I am not sure if i can complete a source and then dynamically add other "source" to the source, or if I have to do something like i have at the very bottom.
var Rx = require('rx'),
EventEmitter = require('events').EventEmitter;
var eventEmitter = new EventEmitter();
var eventEmitter2 = new EventEmitter();
var source = Rx.Observable.fromEvent(eventEmitter, 'data')
var subscription = source.subscribe(function (data) {
console.log('data: ' + data);
});
setInterval(function() {
eventEmitter.emit('data', 'foo');
}, 500);
// eventEmitter stop emitting data, underlying connection closed
// now attach seconds eventemitter (new connection)
// something like this but obvouisly doesn't work
source
.fromEvent(eventEmitter2, 'data')
Puesdo code that is more of what i am doing, I am creating a second stream connection before I close the first, so i don't "lose" any data. Here i am not sure how to stop the Observable without "losing" records due to onNext not being called due to the buffer.

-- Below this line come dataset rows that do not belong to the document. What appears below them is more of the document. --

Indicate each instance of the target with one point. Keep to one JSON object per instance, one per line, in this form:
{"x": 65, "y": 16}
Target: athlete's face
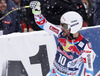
{"x": 3, "y": 6}
{"x": 66, "y": 31}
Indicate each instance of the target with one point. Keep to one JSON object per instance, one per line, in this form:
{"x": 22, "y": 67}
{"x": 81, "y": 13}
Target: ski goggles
{"x": 65, "y": 26}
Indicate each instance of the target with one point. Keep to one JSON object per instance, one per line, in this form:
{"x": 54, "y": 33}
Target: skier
{"x": 74, "y": 53}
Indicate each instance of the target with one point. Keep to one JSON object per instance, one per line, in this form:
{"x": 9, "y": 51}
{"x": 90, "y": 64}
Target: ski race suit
{"x": 73, "y": 57}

var streams = [], notifiers = [];
// create initial stream
createNewStream();
setInterval(function() {
if (params of stream have changed) createNewStream();
}, $1minutes / 3);
function createNewStream() {
var stream = new eventEmitterStream();
stream.once('connected', function() {
stopOthers();
streams.push(stream);
createSource(stream, 'name', 'id');
});
}
function stopOthers() {
while(streams.length > 0) {
streams.pop().stop(); // stop the old stream
}
while(notifiers.length > 0) {
// if i call this, the buffer may lose records, before onNext() called
//notifiers.pop()(Rx.Notification.createOnCompleted());
}
}
function createObserver(tag) {
return Rx.Observer.create(
function (x) {
console.log('Next: ', tag, x.length, x[0], x[x.length-1]);
},
function (err) {
console.log('Error: ', tag, err);
},
function () {
console.log('Completed', tag);
});
}
function createSource(stream, event, id) {
var source = Rx.Observable
.fromEvent(stream, event)
.bufferWithTimeOrCount(time, max);
var subscription = source.subscribe(createObserver(id));
var notifier = subscription.toNotifier();
notifiers.push(notifier);
}
First and formost, you need to make sure you can remove all listeners from your previously "dead" emitter. Otherwise you'll create a leaky application.

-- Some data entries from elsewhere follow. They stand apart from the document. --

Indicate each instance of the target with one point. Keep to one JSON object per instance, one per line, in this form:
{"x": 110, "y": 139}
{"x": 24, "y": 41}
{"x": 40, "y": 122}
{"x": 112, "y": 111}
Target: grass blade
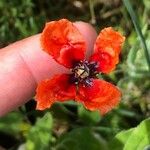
{"x": 133, "y": 16}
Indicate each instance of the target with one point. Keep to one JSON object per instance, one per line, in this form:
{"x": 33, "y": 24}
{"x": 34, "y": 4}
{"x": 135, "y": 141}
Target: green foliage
{"x": 39, "y": 136}
{"x": 81, "y": 139}
{"x": 71, "y": 126}
{"x": 133, "y": 139}
{"x": 88, "y": 117}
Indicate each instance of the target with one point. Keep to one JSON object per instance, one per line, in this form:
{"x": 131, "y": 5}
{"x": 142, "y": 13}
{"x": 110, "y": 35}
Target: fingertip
{"x": 89, "y": 33}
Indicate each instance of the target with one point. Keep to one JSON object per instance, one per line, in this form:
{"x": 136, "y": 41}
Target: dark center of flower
{"x": 83, "y": 72}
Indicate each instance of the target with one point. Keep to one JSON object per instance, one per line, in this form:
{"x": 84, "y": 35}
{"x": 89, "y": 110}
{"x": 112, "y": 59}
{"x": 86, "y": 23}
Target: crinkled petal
{"x": 107, "y": 49}
{"x": 63, "y": 41}
{"x": 56, "y": 89}
{"x": 102, "y": 96}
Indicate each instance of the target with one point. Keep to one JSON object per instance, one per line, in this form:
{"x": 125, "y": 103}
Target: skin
{"x": 23, "y": 65}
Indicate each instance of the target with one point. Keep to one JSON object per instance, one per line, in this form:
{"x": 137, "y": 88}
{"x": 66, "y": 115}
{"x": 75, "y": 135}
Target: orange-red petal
{"x": 63, "y": 41}
{"x": 107, "y": 49}
{"x": 56, "y": 89}
{"x": 102, "y": 96}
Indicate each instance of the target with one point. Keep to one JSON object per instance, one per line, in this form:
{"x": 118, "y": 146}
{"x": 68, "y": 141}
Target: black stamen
{"x": 83, "y": 72}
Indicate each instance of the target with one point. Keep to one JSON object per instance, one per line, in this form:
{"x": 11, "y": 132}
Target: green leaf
{"x": 13, "y": 123}
{"x": 120, "y": 139}
{"x": 140, "y": 137}
{"x": 88, "y": 117}
{"x": 135, "y": 21}
{"x": 81, "y": 139}
{"x": 39, "y": 135}
{"x": 133, "y": 139}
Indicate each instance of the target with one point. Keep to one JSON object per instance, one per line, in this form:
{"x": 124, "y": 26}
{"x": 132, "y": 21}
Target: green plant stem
{"x": 133, "y": 16}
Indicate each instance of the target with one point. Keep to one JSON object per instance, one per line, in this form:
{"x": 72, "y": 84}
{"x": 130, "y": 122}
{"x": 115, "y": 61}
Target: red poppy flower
{"x": 63, "y": 41}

It seems like the only way you'll know that an EventEmitter has died is to watch frequency, unless you have an event that fires on error or completion (for disconnections). The latter is much, much more preferrable.
Regardless, The secret sauce of Rx is making sure to wrap your data stream creation and teardown in your observable. If wrap the creation of the emitter in your observable, as well as a means to tear it down, you'll be able to use awesome things like the retry operator to recreate that observable.

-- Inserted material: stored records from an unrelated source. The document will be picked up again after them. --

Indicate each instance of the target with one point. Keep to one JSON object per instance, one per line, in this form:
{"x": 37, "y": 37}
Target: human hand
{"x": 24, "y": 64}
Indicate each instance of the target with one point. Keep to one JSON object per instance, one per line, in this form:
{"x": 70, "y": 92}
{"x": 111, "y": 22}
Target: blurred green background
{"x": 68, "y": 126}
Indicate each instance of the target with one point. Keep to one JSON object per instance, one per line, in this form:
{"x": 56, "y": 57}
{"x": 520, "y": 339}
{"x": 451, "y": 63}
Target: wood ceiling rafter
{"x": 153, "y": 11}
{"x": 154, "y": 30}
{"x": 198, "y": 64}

So if you have no way of knowing if it died, and you want to reconnect it, you can use something like this:
// I'll presume you have some function to get an EventEmitter that
// is already set up
function getEmitter() {
var emitter = new EventEmitter();
setInterval(function(){
emitter.emit('data', 'foo');
}, 500)
return emitter;
}
var emitterObservable = Observable.create(function(observer) {
// setup the data stream
var emitter = getEmitter();
var handler = function(d) {
observer.onNext(d);
};
emitter.on('data', handler);
return function() {
// tear down the data stream in your disposal function
emitter.removeListener('on', handler);
};
});
// Now you can do Rx magic!
emitterObservable
// if it doesn't emit in 700ms, throw a timeout error
.timeout(700)
// catch all* errors and retry
// this means the emitter will be torn down and recreated
// if it times out!
.retry()
// do something with the values
.subscribe(function(x) { console.log(x); });
* NOTE: retry catches all errors, so you may want to add a catch above it to handle non-timeout errors. Up to you.